Antonio Manganelli, capo della polizia è morto il 20 marzo scorso. Dietro di sé lascia una scia di polemiche che spaccano in due chi esprime giudizi sul suo operato: da una parte c’è chi lo ammira e dall’altra chi lo denigra, ritenendo ipocrite le sue scuse successive ai fatti del G8 di Genova.
Quando si ricorda qualcuno bisogna ricordare anche le cose scomode: Manganelli fu lo stesso che autorizzò il pestaggio di centinaia di terremotati aquilani fuori a Montecitorio, il 7 luglio 2010.
Le scuse di Manganelli sono apprezzabili, ma non bastano, sono aria al vento.
Può anche aver chiesto scusa, ed è un gesto da apprezzare, ma chiedere scusa a chi non riesce a dormire la notte perché a distanza di più di 10 anni ha ancora gli incubi, senza affiancare alle scuse le azioni di condanna nei confronti di chi ha partecipato e ordinato la mattanza di Genova, sinceramente, sa un po’ di poco.
Cosa succederebbe se chiedessero scusa i 10 condannati per devastazione e saccheggio per i fatti di Genova, potrebbero ricevere la grazia da parte del Presidente Napolitano?
Per quanto è successo a Genova nel 2001, il Vice-Capo della Polizia, a prescindere se fosse presente o meno, ha comunque delle responsabilità in quanto rappresentante dei vertici della polizia e, forse, in qualsiasi altro paese che si può definire civile tali vertici si sarebbero dimessi dopo la gestione della piazza in quei giorni di luglio del 2001.
Ancora una volta, due pesi e due misure, ed ancora una volta queste differenze vengono create dallo Stato e perseguite dai media.
Sicuramente fanno riflettere le parole di Lino Aldrovandi, il papà di Federico: “ In questa storia il capo della Polizia Antonio Manganelli fu uno dei pochi a chiedere scusa e lo fece oltre che in privato davanti al mondo non nascondendolo, e non posso dimenticare.
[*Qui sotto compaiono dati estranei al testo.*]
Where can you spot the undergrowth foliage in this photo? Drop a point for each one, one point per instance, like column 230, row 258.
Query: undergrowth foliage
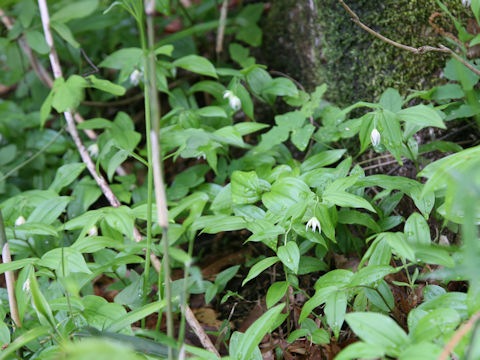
column 298, row 184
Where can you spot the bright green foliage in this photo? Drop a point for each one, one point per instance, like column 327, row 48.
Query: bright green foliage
column 296, row 190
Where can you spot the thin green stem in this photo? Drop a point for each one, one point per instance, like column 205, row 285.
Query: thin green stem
column 146, row 274
column 28, row 161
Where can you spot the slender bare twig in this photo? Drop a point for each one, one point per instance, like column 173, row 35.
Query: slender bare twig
column 90, row 62
column 221, row 27
column 9, row 277
column 459, row 334
column 420, row 50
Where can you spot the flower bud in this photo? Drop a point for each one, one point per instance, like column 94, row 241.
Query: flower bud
column 93, row 150
column 135, row 77
column 20, row 221
column 93, row 231
column 314, row 224
column 375, row 137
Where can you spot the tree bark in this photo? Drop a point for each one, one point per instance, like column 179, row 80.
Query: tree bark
column 316, row 42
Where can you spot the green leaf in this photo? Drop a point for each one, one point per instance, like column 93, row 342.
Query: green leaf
column 209, row 86
column 73, row 261
column 256, row 332
column 421, row 351
column 281, row 87
column 434, row 255
column 419, row 117
column 30, row 229
column 17, row 264
column 196, row 64
column 275, row 293
column 417, row 231
column 106, row 86
column 49, row 210
column 33, row 334
column 212, row 111
column 259, row 267
column 335, row 308
column 347, row 216
column 320, row 296
column 371, row 274
column 126, row 58
column 40, row 304
column 321, row 160
column 301, row 137
column 138, row 314
column 379, row 331
column 391, row 133
column 75, row 10
column 289, row 254
column 36, row 41
column 436, row 324
column 164, row 50
column 292, row 120
column 360, row 350
column 67, row 95
column 245, row 187
column 65, row 175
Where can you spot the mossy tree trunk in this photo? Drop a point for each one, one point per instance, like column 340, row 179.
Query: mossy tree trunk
column 316, row 42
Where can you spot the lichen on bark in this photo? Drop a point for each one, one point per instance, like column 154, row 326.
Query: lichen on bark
column 355, row 65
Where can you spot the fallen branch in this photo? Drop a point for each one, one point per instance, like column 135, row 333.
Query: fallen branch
column 419, row 50
column 72, row 129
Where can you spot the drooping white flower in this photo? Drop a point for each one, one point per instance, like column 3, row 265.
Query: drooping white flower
column 26, row 286
column 93, row 150
column 233, row 100
column 375, row 137
column 20, row 221
column 93, row 231
column 314, row 224
column 135, row 77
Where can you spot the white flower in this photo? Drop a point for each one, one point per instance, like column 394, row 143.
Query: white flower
column 93, row 150
column 93, row 231
column 233, row 100
column 26, row 286
column 20, row 221
column 135, row 77
column 314, row 224
column 375, row 137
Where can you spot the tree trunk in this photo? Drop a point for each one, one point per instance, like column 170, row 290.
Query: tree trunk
column 316, row 42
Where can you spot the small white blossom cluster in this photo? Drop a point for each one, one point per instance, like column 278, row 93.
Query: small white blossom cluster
column 375, row 137
column 313, row 223
column 233, row 100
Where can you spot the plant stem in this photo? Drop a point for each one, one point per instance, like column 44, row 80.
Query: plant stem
column 148, row 122
column 9, row 277
column 153, row 112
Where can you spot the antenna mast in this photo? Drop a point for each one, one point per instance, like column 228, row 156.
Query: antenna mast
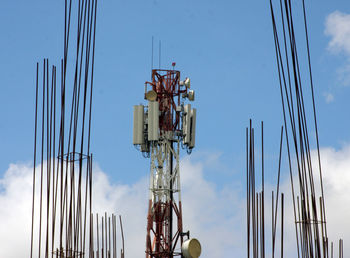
column 160, row 128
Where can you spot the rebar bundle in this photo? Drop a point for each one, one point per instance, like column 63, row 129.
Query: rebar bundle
column 62, row 206
column 309, row 209
column 256, row 237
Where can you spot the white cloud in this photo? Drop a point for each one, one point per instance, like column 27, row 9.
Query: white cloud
column 216, row 216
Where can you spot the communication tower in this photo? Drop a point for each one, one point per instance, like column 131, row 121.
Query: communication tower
column 161, row 128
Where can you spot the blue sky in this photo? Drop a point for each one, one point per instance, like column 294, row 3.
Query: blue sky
column 225, row 47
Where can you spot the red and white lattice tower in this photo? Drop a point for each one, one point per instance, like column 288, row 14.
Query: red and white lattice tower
column 160, row 129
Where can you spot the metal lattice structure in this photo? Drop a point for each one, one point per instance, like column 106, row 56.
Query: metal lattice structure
column 160, row 131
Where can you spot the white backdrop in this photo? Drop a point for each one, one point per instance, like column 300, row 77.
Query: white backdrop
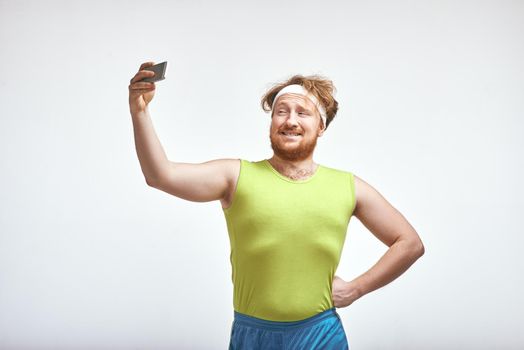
column 431, row 107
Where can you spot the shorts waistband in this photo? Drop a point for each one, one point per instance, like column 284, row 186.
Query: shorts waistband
column 283, row 325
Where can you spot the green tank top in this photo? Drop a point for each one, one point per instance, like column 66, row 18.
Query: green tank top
column 286, row 238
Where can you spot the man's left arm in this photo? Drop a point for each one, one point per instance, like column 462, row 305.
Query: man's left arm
column 390, row 227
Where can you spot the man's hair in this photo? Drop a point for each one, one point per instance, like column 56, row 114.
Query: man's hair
column 321, row 87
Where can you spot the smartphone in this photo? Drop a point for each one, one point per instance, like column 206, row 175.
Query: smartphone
column 159, row 69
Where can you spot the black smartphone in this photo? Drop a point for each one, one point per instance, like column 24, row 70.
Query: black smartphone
column 160, row 71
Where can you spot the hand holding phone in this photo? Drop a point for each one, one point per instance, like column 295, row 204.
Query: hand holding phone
column 159, row 70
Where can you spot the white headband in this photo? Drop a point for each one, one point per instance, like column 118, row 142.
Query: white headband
column 299, row 89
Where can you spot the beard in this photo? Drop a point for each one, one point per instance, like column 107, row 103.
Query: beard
column 292, row 150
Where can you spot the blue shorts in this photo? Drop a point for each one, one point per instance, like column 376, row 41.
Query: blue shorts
column 321, row 331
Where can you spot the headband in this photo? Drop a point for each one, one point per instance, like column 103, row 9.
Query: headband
column 299, row 89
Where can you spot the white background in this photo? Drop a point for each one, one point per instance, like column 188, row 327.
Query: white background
column 431, row 106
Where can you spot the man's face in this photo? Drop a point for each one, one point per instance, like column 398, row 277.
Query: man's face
column 294, row 114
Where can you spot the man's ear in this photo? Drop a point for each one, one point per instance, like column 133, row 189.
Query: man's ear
column 322, row 128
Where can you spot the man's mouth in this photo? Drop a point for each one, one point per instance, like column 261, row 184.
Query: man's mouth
column 291, row 134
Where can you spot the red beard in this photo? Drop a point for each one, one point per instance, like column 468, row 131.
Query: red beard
column 292, row 150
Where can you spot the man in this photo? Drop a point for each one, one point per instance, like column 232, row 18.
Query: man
column 287, row 218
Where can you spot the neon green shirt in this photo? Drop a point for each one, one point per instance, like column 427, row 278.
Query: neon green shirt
column 286, row 239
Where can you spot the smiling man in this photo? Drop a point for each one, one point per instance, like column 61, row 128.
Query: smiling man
column 287, row 218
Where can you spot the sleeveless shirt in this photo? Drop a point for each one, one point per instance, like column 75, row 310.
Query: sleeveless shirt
column 286, row 238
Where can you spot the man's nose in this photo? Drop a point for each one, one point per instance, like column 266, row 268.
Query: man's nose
column 292, row 118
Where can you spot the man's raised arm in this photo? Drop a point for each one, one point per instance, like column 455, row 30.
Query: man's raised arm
column 195, row 182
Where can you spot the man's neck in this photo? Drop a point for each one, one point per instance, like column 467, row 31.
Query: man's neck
column 296, row 169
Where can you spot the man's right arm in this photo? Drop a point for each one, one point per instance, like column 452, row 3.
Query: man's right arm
column 202, row 182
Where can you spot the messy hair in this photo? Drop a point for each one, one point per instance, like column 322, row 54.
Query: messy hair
column 321, row 87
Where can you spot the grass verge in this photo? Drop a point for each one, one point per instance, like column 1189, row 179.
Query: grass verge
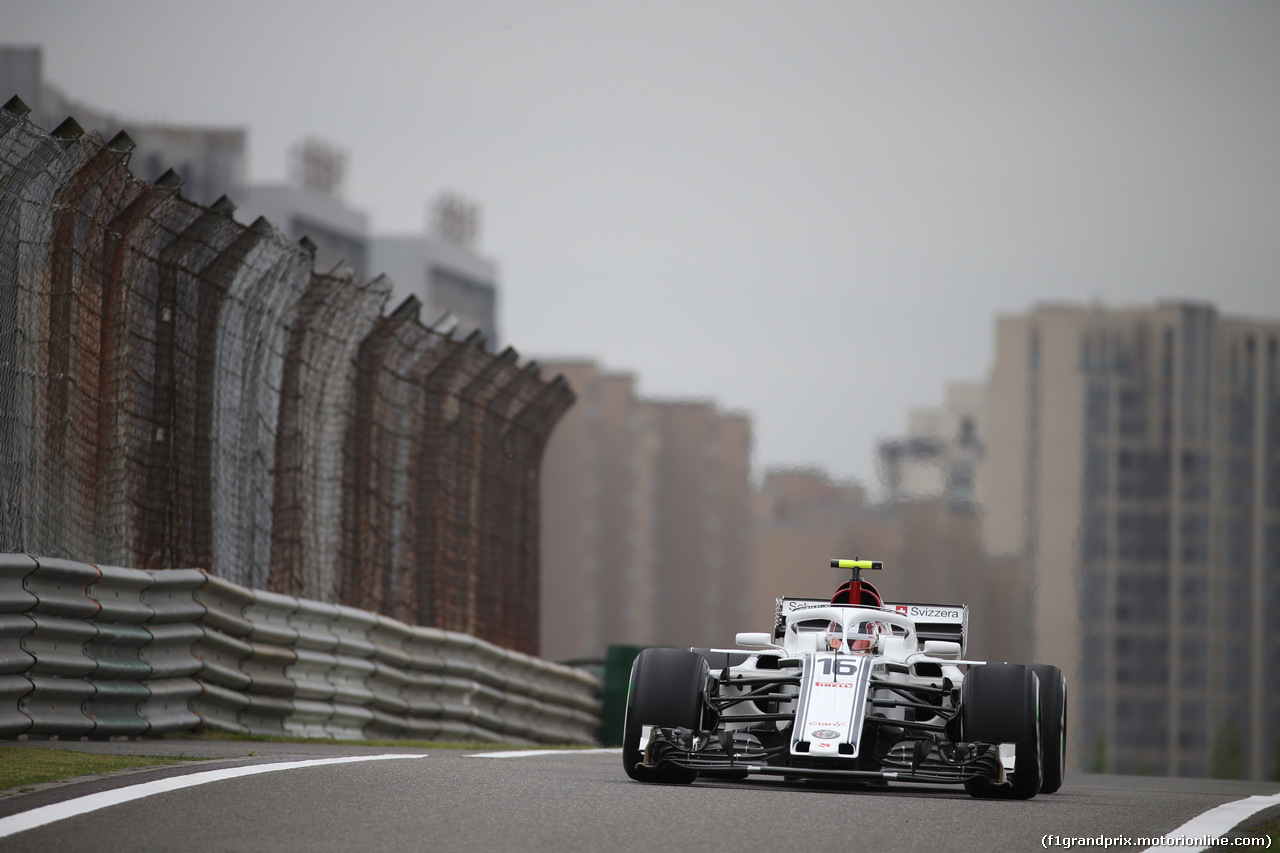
column 24, row 766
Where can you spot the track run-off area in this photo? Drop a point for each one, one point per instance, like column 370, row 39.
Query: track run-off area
column 320, row 797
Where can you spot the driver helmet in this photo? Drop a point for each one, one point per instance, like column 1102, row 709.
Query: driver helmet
column 863, row 637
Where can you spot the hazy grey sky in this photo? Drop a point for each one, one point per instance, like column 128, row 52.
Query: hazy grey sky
column 810, row 211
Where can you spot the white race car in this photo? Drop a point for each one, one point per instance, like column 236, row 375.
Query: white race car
column 850, row 689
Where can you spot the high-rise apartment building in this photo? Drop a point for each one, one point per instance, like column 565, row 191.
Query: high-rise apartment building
column 444, row 270
column 941, row 455
column 1133, row 463
column 647, row 520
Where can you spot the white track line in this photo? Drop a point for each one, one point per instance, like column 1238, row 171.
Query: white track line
column 522, row 753
column 24, row 821
column 1216, row 822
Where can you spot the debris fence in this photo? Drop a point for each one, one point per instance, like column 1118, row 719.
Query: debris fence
column 179, row 389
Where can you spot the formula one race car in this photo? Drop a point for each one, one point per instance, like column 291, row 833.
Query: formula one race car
column 849, row 690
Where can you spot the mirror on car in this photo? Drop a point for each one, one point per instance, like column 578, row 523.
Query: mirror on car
column 942, row 648
column 759, row 639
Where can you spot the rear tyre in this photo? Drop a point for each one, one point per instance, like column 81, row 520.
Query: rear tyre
column 1001, row 705
column 666, row 690
column 1052, row 725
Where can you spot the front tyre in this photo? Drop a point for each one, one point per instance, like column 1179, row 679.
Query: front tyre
column 1052, row 725
column 1001, row 705
column 666, row 690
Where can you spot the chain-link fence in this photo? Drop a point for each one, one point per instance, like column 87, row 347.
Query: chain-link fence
column 181, row 389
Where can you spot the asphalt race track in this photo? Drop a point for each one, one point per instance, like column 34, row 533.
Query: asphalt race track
column 448, row 799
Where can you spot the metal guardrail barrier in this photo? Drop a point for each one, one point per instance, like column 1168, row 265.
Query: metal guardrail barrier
column 105, row 651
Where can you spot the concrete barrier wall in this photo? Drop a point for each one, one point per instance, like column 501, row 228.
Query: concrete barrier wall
column 103, row 651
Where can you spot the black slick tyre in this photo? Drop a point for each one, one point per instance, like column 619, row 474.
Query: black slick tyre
column 666, row 690
column 1001, row 705
column 1052, row 725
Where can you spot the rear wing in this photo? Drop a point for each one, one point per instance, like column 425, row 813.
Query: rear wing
column 947, row 623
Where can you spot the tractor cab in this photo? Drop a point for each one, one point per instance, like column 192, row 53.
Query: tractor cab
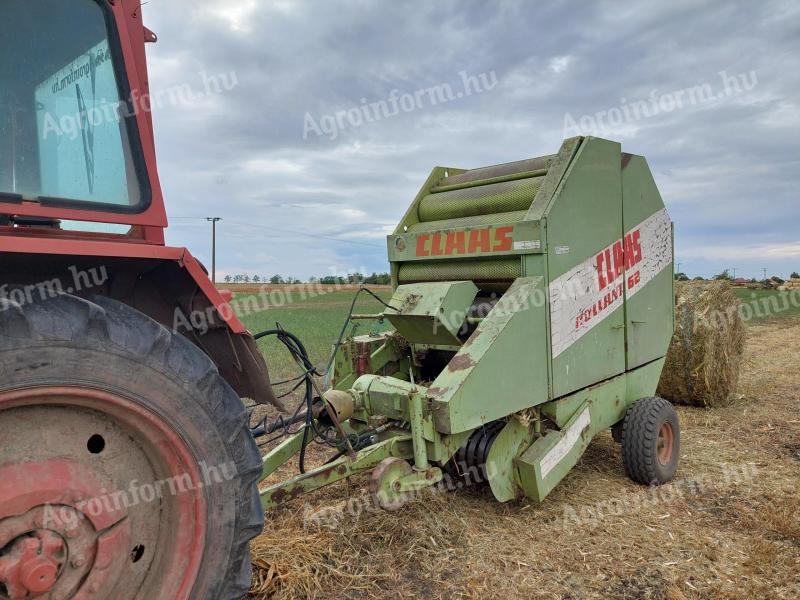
column 74, row 137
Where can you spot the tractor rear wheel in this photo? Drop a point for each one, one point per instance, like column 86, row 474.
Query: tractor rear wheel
column 651, row 439
column 127, row 466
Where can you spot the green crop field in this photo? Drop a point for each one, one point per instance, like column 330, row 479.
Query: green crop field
column 760, row 305
column 316, row 320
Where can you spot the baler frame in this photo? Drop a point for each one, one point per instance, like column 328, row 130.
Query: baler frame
column 511, row 366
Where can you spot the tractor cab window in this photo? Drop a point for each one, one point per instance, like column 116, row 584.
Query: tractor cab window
column 66, row 131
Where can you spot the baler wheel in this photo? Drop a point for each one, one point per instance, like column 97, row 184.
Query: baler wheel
column 128, row 469
column 651, row 441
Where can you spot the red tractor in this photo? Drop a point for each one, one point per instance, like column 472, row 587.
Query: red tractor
column 127, row 466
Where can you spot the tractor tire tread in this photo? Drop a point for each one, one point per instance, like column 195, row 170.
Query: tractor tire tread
column 102, row 322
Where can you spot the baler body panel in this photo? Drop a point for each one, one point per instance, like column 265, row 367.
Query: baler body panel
column 584, row 220
column 649, row 304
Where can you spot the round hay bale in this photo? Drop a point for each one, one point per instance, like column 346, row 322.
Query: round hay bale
column 705, row 354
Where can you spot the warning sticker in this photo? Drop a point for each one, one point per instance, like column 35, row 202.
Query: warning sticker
column 528, row 245
column 588, row 293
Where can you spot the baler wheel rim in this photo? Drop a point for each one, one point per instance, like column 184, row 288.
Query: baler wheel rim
column 665, row 443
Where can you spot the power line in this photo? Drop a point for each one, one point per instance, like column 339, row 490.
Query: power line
column 213, row 247
column 293, row 231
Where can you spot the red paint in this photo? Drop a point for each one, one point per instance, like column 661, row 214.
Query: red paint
column 623, row 255
column 503, row 240
column 29, row 486
column 421, row 241
column 436, row 244
column 456, row 243
column 479, row 241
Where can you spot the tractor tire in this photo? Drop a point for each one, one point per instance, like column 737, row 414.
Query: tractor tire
column 98, row 402
column 650, row 438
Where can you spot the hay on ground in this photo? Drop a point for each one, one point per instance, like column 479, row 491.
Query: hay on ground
column 705, row 356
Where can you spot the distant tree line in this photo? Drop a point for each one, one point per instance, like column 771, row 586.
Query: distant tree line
column 726, row 276
column 352, row 278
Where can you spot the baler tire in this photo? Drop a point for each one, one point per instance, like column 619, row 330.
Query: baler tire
column 103, row 344
column 642, row 432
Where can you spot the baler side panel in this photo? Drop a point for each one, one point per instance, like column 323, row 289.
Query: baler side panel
column 501, row 369
column 584, row 226
column 649, row 303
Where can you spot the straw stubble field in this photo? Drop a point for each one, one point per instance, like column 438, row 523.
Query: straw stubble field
column 728, row 527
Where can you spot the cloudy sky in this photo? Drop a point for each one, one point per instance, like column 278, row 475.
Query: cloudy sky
column 304, row 192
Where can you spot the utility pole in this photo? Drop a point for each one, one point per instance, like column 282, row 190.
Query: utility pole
column 213, row 247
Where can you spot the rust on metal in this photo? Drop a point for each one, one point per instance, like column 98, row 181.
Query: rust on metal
column 461, row 362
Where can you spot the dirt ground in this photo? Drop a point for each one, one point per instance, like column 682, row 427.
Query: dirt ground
column 728, row 527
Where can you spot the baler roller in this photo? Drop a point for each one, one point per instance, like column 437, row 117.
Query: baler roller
column 486, row 274
column 508, row 218
column 502, row 170
column 489, row 199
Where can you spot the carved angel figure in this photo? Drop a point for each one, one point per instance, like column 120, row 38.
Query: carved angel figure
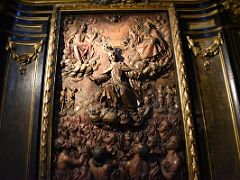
column 81, row 41
column 171, row 164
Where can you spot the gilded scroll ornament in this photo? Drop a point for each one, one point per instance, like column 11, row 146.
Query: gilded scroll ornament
column 25, row 58
column 232, row 5
column 191, row 148
column 205, row 54
column 105, row 2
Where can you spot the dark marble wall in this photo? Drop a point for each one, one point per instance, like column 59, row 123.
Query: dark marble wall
column 215, row 93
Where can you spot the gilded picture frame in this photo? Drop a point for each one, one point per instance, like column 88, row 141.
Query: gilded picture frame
column 50, row 75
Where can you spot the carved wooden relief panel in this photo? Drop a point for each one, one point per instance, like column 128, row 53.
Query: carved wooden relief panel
column 117, row 108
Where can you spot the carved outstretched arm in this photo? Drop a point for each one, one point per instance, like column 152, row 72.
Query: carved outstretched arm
column 101, row 78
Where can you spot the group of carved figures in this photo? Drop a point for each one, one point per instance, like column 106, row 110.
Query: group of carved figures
column 148, row 55
column 85, row 151
column 129, row 126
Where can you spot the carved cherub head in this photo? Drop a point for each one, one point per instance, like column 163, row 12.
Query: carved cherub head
column 99, row 155
column 141, row 150
column 112, row 56
column 173, row 143
column 164, row 126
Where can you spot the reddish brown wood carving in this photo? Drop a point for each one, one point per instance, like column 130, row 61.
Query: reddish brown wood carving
column 118, row 114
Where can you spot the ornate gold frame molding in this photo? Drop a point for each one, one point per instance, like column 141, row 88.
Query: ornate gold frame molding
column 232, row 5
column 25, row 58
column 47, row 108
column 205, row 54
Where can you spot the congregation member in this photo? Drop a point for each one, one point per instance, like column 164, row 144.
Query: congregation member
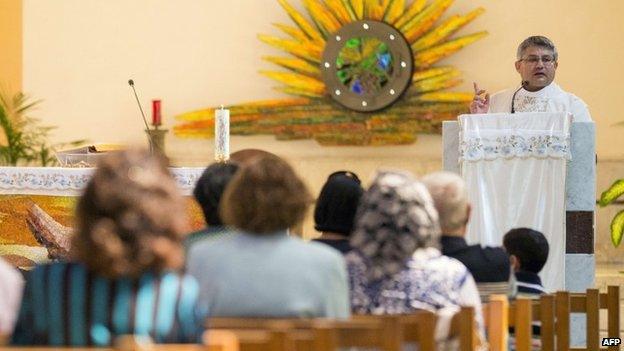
column 395, row 266
column 537, row 62
column 126, row 253
column 528, row 251
column 335, row 209
column 11, row 284
column 486, row 264
column 262, row 271
column 208, row 192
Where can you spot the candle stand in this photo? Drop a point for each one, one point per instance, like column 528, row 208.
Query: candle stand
column 156, row 139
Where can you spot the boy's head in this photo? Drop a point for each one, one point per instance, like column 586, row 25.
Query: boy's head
column 210, row 187
column 527, row 248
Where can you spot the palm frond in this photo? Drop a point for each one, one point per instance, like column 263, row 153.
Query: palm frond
column 414, row 9
column 613, row 193
column 394, row 10
column 339, row 10
column 358, row 8
column 440, row 82
column 421, row 23
column 432, row 55
column 324, row 20
column 617, row 228
column 446, row 29
column 300, row 21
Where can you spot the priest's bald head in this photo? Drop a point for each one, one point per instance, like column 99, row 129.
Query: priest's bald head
column 536, row 62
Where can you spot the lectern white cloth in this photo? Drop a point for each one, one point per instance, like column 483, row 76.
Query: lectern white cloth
column 514, row 166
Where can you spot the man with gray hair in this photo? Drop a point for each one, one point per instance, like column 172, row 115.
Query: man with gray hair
column 536, row 62
column 487, row 264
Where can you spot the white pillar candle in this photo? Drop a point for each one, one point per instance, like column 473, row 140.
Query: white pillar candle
column 222, row 134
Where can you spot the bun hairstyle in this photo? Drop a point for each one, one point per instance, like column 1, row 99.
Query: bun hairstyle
column 131, row 217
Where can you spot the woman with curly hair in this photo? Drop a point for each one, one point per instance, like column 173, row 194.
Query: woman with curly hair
column 123, row 277
column 262, row 271
column 395, row 266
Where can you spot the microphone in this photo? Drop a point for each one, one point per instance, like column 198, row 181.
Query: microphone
column 149, row 136
column 523, row 84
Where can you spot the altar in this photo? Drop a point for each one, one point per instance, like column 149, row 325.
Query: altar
column 37, row 205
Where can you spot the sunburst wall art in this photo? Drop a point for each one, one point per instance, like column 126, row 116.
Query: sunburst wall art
column 358, row 72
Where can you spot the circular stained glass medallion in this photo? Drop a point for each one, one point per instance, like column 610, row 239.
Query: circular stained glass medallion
column 367, row 65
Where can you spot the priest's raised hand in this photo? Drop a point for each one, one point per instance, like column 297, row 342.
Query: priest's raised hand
column 481, row 101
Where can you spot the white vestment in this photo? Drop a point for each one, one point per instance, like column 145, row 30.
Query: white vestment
column 549, row 99
column 514, row 166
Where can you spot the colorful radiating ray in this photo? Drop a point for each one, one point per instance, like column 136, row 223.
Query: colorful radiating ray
column 416, row 20
column 311, row 113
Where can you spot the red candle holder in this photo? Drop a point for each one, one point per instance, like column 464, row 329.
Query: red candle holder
column 156, row 115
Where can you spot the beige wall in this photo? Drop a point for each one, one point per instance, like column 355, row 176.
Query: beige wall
column 11, row 45
column 78, row 55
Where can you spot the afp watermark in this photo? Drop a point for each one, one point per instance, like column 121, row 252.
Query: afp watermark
column 611, row 341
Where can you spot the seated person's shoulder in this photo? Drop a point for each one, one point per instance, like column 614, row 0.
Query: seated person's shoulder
column 323, row 252
column 496, row 254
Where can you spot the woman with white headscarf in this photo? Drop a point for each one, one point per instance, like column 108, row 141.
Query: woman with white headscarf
column 395, row 266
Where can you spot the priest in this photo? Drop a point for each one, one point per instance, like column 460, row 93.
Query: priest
column 537, row 62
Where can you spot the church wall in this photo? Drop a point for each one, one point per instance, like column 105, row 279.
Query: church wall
column 11, row 45
column 79, row 54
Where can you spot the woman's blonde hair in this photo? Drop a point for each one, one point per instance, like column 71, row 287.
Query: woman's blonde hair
column 131, row 217
column 265, row 196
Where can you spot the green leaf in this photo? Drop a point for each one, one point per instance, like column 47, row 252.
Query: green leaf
column 612, row 193
column 617, row 225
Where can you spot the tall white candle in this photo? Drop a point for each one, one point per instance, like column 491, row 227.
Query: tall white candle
column 222, row 134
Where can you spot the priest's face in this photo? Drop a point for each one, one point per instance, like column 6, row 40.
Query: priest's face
column 537, row 67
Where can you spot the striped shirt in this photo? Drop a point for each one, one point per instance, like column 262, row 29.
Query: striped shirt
column 64, row 304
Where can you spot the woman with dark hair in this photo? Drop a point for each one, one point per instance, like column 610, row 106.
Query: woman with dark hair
column 335, row 209
column 262, row 271
column 126, row 249
column 395, row 266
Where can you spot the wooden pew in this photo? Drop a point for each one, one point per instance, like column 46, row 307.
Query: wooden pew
column 553, row 312
column 590, row 304
column 499, row 315
column 326, row 334
column 384, row 332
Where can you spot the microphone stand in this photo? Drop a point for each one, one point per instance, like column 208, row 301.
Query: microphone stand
column 153, row 145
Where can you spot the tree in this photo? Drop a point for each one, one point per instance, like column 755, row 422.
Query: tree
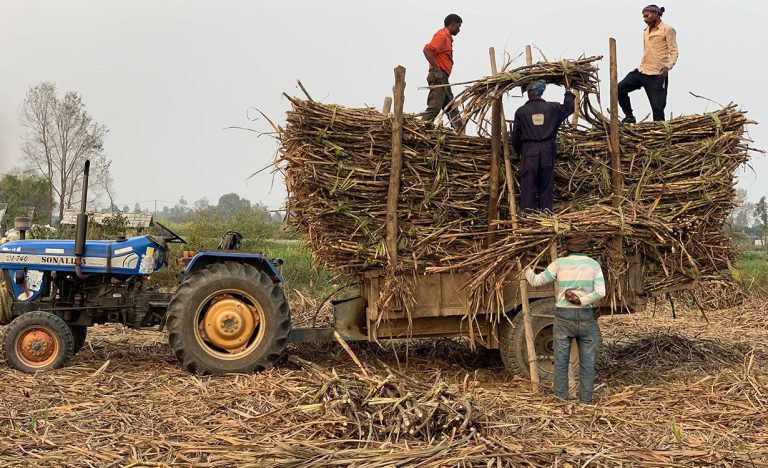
column 60, row 135
column 22, row 192
column 761, row 213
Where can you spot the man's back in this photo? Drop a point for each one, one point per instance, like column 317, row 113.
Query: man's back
column 577, row 272
column 539, row 120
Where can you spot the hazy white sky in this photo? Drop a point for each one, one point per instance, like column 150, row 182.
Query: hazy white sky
column 166, row 77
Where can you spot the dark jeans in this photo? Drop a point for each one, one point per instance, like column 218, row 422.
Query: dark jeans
column 439, row 98
column 537, row 176
column 578, row 324
column 655, row 87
Poi ognuno la potrà pensare o in un modo o in un altro,giustamente o a torto. Io personalmente per chi mette la faccia e non si nasconde dietro un dito nutro rispetto. In quell’ora e 45 minuti del settembre di due anni fa, in cui il capo della polizia chiese di incontrarci, ben prima (8 mesi prima) cioè che la Cassazione condannasse definitivamente chi uccise e di fatto disonorò quella divisa (parole delle sentenze), mi fecero conoscere in quel piccolo lasso di tempo l’uomo Manganelli. Eravamo in 5 in quella stanza quella mattina di sole, e le sue parole “umane” ed il suo sguardo erano sincere. Come Patrizia mi avvicino alla sua famiglia, come alle tante famiglie colpite negli affetti nella maniera più crudele che possa avvenire, la perdita straziante di un proprio caro attraverso le mani di chi quella vita avrebbe sempre l’obbligo e il dovere di proteggerla. Le condanne della Diaz e dell’uccisione di Federico, con le sue scuse, in attesa magari in futuro di tante altre piccole giustizie, furono quasi un gesto diverso, oserei dire un poco “rivoluzionario”.
Nella speranza che vi sia veramente un paradiso, un mondo fantastico giusto e buono da qualche parte, oso pensare che Federico, Antonio, Giuseppe, Stefano, Michele, Carlo, Gabriele, Dino e chissà quanti altri… chiariscano in pace e serenità tante cose, magari mandandoci un segnale di una piccola luce da ammirare… nella buona volontà di altri uomini. Qui noi sulla terra dobbiamo continuare a lottare affinchè appunto quei gesti “rivoluzionari” di civiltà possano proseguire, cominciando anche a licenziare chi abbia a macchiarsi di simili atti ingiustificati e ingiustificabili…, per rispetto di chi ama ed “ha amato quella divisa”.